Like many of Byron shire’s residents, I am mourning the rezoning of West Byron, and hoping it will not be as destructive to the (somewhat stretched) fabric of the shire as we all imagine it might be.
These kinds of development pressures on the shire have been one of the many considerations that prompted my enthusiastic interest and growing involvement in the Bruns Eco-village vision.
Many residents of the shire sense that most of our current human ways of settling on the land still fall a long way short of utilising the combined wisdom and knowledge as our species.
In a shire that is already known for its innovation and creative energy, we are eager to ‘lift the bar’ again, creating a whole new standard for housing developments that much more fully serve the needs of current and future generations.

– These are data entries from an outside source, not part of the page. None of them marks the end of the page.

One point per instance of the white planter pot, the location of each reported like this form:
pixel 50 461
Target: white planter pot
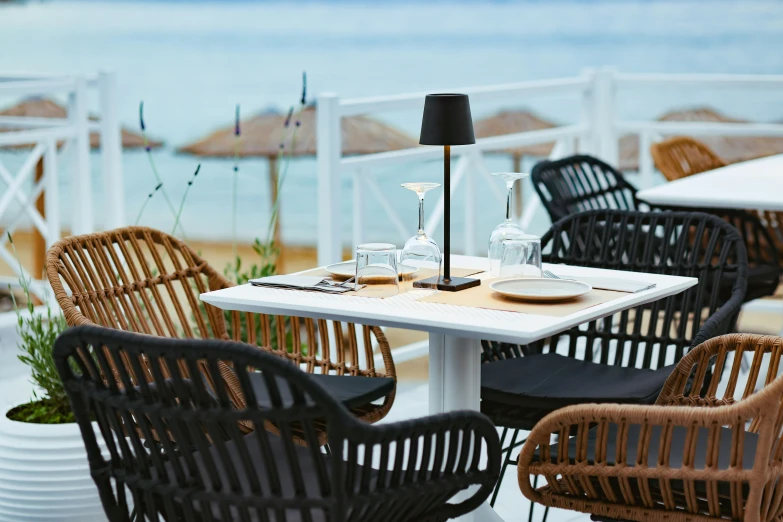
pixel 44 475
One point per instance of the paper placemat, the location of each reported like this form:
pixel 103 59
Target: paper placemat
pixel 406 284
pixel 484 297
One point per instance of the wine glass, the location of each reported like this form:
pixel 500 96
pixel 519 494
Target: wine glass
pixel 421 251
pixel 510 235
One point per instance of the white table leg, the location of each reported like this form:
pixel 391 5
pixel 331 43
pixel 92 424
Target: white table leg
pixel 455 384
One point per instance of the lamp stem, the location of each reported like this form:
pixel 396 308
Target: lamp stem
pixel 447 213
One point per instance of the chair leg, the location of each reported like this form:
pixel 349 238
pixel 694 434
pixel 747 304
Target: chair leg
pixel 533 504
pixel 507 461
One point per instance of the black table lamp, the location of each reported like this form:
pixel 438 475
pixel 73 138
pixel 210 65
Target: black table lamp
pixel 447 121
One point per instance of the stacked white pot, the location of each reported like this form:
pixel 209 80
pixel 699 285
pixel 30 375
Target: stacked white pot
pixel 44 475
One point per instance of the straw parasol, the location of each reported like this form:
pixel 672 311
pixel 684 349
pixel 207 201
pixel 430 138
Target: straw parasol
pixel 45 108
pixel 262 134
pixel 510 122
pixel 731 149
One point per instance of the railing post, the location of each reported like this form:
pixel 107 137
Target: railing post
pixel 111 151
pixel 646 167
pixel 359 196
pixel 588 142
pixel 328 153
pixel 603 111
pixel 474 157
pixel 52 201
pixel 82 187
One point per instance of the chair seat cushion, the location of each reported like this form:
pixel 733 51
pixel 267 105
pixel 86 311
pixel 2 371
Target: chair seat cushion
pixel 351 390
pixel 554 381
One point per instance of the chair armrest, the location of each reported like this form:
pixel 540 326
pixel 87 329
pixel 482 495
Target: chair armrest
pixel 695 381
pixel 435 458
pixel 632 444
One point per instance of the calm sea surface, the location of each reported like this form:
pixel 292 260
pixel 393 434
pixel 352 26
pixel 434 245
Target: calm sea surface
pixel 191 62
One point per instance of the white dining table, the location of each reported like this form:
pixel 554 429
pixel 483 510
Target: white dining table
pixel 454 331
pixel 755 184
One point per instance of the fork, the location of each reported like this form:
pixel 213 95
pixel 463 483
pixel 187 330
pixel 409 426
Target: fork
pixel 332 282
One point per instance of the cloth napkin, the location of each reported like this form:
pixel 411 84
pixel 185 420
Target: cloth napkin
pixel 612 283
pixel 308 283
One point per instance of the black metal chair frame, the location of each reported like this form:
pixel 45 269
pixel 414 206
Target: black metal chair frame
pixel 621 240
pixel 581 183
pixel 175 445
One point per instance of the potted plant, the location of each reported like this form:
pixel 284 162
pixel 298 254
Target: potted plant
pixel 44 474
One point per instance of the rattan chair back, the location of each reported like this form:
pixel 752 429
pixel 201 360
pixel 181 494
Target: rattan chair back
pixel 711 449
pixel 142 280
pixel 682 156
pixel 208 470
pixel 688 244
pixel 580 183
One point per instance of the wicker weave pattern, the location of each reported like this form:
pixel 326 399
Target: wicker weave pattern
pixel 657 334
pixel 680 157
pixel 580 183
pixel 397 472
pixel 702 393
pixel 142 280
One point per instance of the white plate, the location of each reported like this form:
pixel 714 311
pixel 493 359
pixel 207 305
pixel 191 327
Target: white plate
pixel 348 269
pixel 534 289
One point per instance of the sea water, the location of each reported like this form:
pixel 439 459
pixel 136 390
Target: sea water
pixel 192 62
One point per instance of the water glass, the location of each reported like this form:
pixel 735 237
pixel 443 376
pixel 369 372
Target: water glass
pixel 376 270
pixel 520 257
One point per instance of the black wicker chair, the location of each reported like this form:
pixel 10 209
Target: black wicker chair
pixel 176 453
pixel 579 183
pixel 627 357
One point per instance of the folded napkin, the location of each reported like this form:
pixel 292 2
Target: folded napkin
pixel 612 283
pixel 297 282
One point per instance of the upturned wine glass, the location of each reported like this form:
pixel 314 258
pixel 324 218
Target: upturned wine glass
pixel 509 233
pixel 421 250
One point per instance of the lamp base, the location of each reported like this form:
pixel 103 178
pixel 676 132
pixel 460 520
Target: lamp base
pixel 455 284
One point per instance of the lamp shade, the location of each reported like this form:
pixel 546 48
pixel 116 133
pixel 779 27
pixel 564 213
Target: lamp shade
pixel 446 120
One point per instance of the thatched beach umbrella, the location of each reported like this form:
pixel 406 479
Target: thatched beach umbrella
pixel 261 136
pixel 45 108
pixel 510 122
pixel 731 149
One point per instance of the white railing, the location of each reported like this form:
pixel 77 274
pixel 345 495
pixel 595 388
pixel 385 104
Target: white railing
pixel 596 132
pixel 45 163
pixel 469 159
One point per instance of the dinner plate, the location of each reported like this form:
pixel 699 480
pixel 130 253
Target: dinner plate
pixel 534 289
pixel 347 269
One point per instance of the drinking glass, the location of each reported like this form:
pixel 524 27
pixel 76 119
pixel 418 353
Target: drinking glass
pixel 510 231
pixel 376 270
pixel 520 257
pixel 421 251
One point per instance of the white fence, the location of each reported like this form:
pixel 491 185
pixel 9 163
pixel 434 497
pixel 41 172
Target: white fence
pixel 60 144
pixel 596 132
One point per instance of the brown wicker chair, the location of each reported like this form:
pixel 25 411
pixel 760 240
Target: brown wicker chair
pixel 142 280
pixel 682 156
pixel 710 449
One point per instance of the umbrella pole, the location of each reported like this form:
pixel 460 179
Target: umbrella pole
pixel 517 158
pixel 273 186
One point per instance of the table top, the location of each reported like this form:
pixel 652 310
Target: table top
pixel 403 311
pixel 755 184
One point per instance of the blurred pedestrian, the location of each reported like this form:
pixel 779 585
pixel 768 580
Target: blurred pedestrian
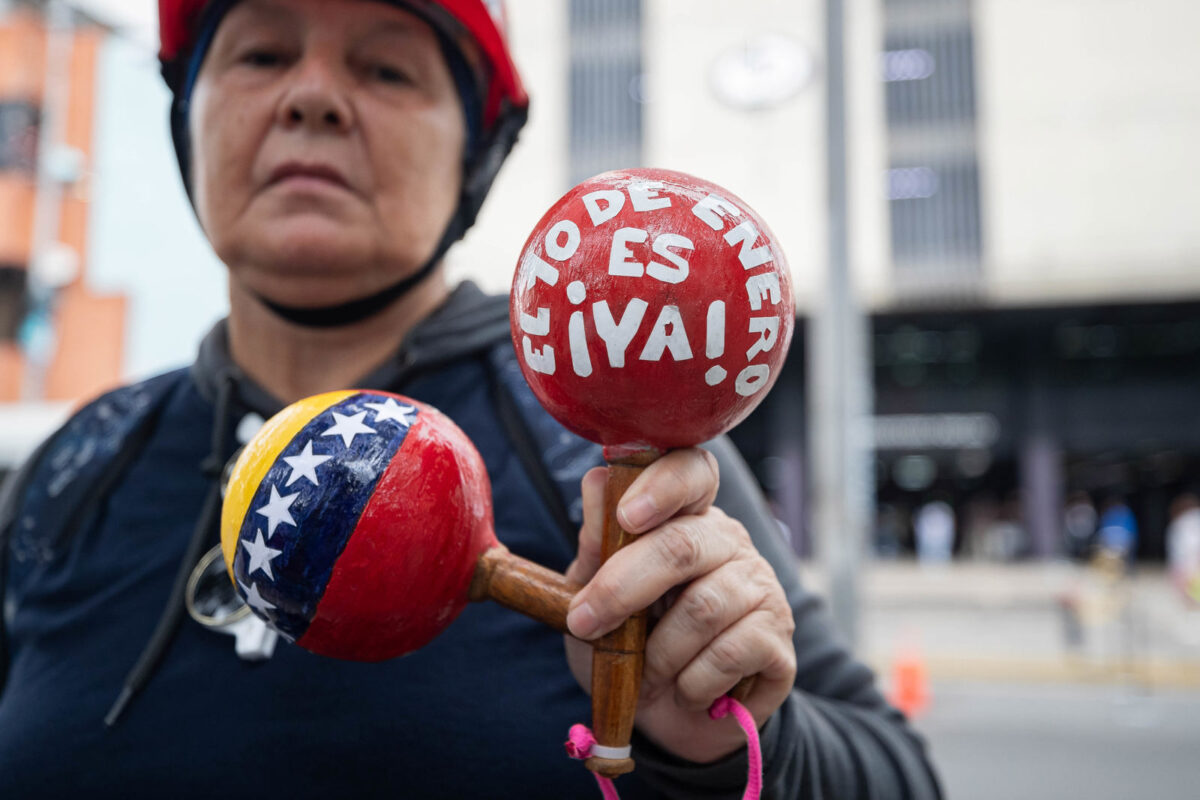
pixel 1117 529
pixel 1183 546
pixel 334 150
pixel 1079 521
pixel 934 529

As I see it, projects like the proposed Bruns Eco-village are essential if spreading, Gold Coast style development is to be avoided, and the distinctive qualities of Byron shire are to be maintained into the 21st century.
Like Chris Cooney (Byron Shire Echo letters 3 Jan) I would be disappointed to see Saddle Road Ridge (and West Byron) covered in standard, late 20th-century-style housing development.
I know we can do better than this as a species, and especially here in Byron shire, with our high proportion of creatives, innovators and healers.
I very much hope that our politics, planning processes and protocols do not wipe out this particular experiment in human maturation before it gets off the ground.
The symbol of Byron shire is the beacon. With the social world facing widespread and unprecedented change in the 21st century, it needs these kinds of beacons more than ever.